Les formes de pouvoir de plus en plus dictatoriales qui émergent aux États-Unis sont le résultat de processus prolongés et profondément enracinés. Au milieu des niveaux d’inégalité sociale qui éclipsent même ceux de l’Àge du toc (Gilded Age), la démocratie bourgeoise aux États-Unis s’effondre, remplacée par la domination directe de l’oligarchie et de ses partenaires militaires.

Ce processus a été accéléré par des guerres d’agression pendant un quart de siècle qui a suivi la dissolution de l’Union soviétique, et ont atteint un tel degré que la « guerre sans fin », selon les termes de Chuck Todd, est la nouvelle réalité américaine, atteignant un stade plus élevé avec la menace imminente d’une guerre nucléaire sur la Corée du Nord.

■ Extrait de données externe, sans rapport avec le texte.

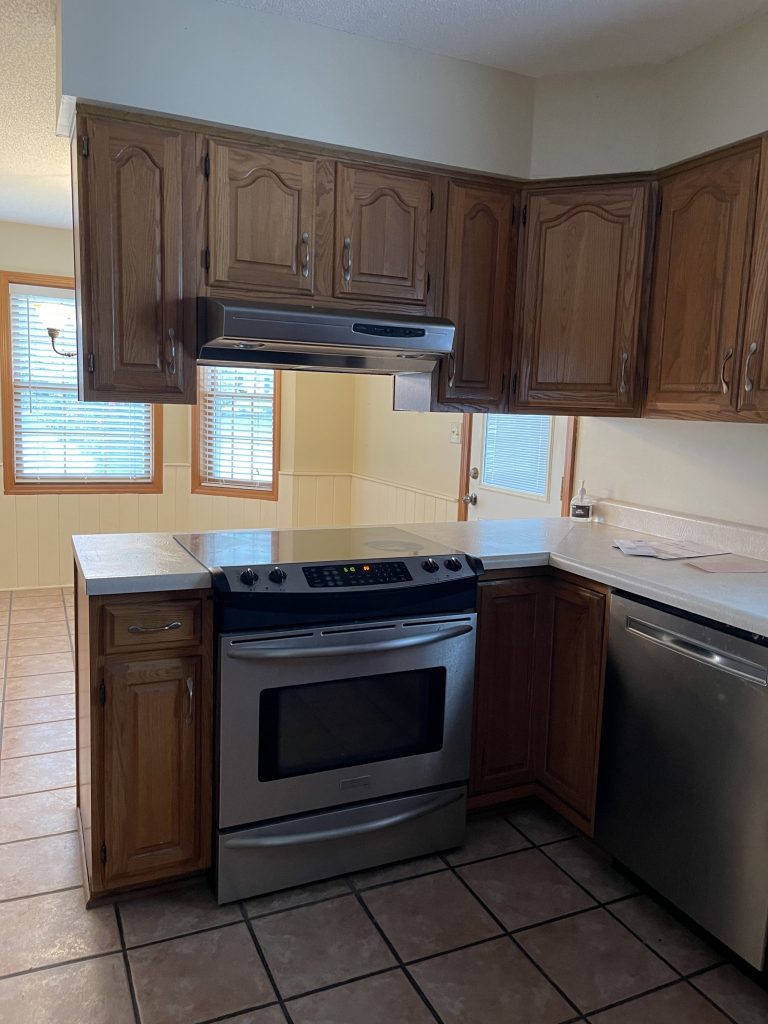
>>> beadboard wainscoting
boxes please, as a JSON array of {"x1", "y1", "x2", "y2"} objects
[{"x1": 0, "y1": 465, "x2": 458, "y2": 589}]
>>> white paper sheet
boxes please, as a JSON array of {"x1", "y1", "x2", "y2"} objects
[{"x1": 612, "y1": 538, "x2": 729, "y2": 560}]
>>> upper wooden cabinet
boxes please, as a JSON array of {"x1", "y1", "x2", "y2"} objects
[
  {"x1": 440, "y1": 183, "x2": 516, "y2": 408},
  {"x1": 334, "y1": 164, "x2": 434, "y2": 305},
  {"x1": 205, "y1": 141, "x2": 332, "y2": 297},
  {"x1": 73, "y1": 114, "x2": 197, "y2": 404},
  {"x1": 646, "y1": 143, "x2": 767, "y2": 421},
  {"x1": 514, "y1": 183, "x2": 652, "y2": 415}
]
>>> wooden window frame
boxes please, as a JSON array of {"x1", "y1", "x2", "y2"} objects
[
  {"x1": 0, "y1": 271, "x2": 163, "y2": 496},
  {"x1": 191, "y1": 367, "x2": 281, "y2": 501}
]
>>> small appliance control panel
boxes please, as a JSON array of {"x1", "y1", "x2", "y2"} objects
[{"x1": 215, "y1": 554, "x2": 479, "y2": 594}]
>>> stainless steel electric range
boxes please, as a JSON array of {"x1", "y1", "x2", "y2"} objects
[{"x1": 174, "y1": 527, "x2": 482, "y2": 903}]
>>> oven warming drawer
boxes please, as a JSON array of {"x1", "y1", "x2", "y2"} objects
[{"x1": 217, "y1": 785, "x2": 466, "y2": 903}]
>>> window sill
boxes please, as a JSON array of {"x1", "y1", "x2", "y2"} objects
[{"x1": 191, "y1": 482, "x2": 278, "y2": 501}]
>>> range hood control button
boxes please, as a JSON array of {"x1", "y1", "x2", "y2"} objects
[
  {"x1": 269, "y1": 566, "x2": 287, "y2": 584},
  {"x1": 239, "y1": 568, "x2": 257, "y2": 586},
  {"x1": 421, "y1": 558, "x2": 440, "y2": 574}
]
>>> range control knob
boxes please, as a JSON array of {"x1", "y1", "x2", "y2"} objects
[
  {"x1": 268, "y1": 566, "x2": 287, "y2": 584},
  {"x1": 239, "y1": 567, "x2": 257, "y2": 586},
  {"x1": 421, "y1": 558, "x2": 440, "y2": 574},
  {"x1": 444, "y1": 557, "x2": 462, "y2": 572}
]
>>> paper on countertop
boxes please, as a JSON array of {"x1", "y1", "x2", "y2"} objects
[
  {"x1": 612, "y1": 538, "x2": 729, "y2": 560},
  {"x1": 687, "y1": 554, "x2": 768, "y2": 574}
]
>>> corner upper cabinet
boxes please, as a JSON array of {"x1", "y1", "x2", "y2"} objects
[
  {"x1": 205, "y1": 140, "x2": 333, "y2": 297},
  {"x1": 73, "y1": 114, "x2": 197, "y2": 403},
  {"x1": 440, "y1": 183, "x2": 516, "y2": 408},
  {"x1": 514, "y1": 183, "x2": 652, "y2": 414},
  {"x1": 645, "y1": 144, "x2": 765, "y2": 420},
  {"x1": 334, "y1": 163, "x2": 435, "y2": 306}
]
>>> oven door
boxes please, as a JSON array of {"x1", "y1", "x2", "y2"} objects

Le mouvement vers la dictature aux États-Unis, accompagné par la poussée vers la guerre mondiale se poursuit à une vitesse vertigineuse. Il n’y a pas beaucoup de temps. Les travailleurs et les jeunes doivent maintenant se mobiliser pour s’y opposer sur la base d’un programme socialiste et internationaliste visant à renverser la cause profonde de la guerre, de l’inégalité sociale et de la dictature – le système capitaliste.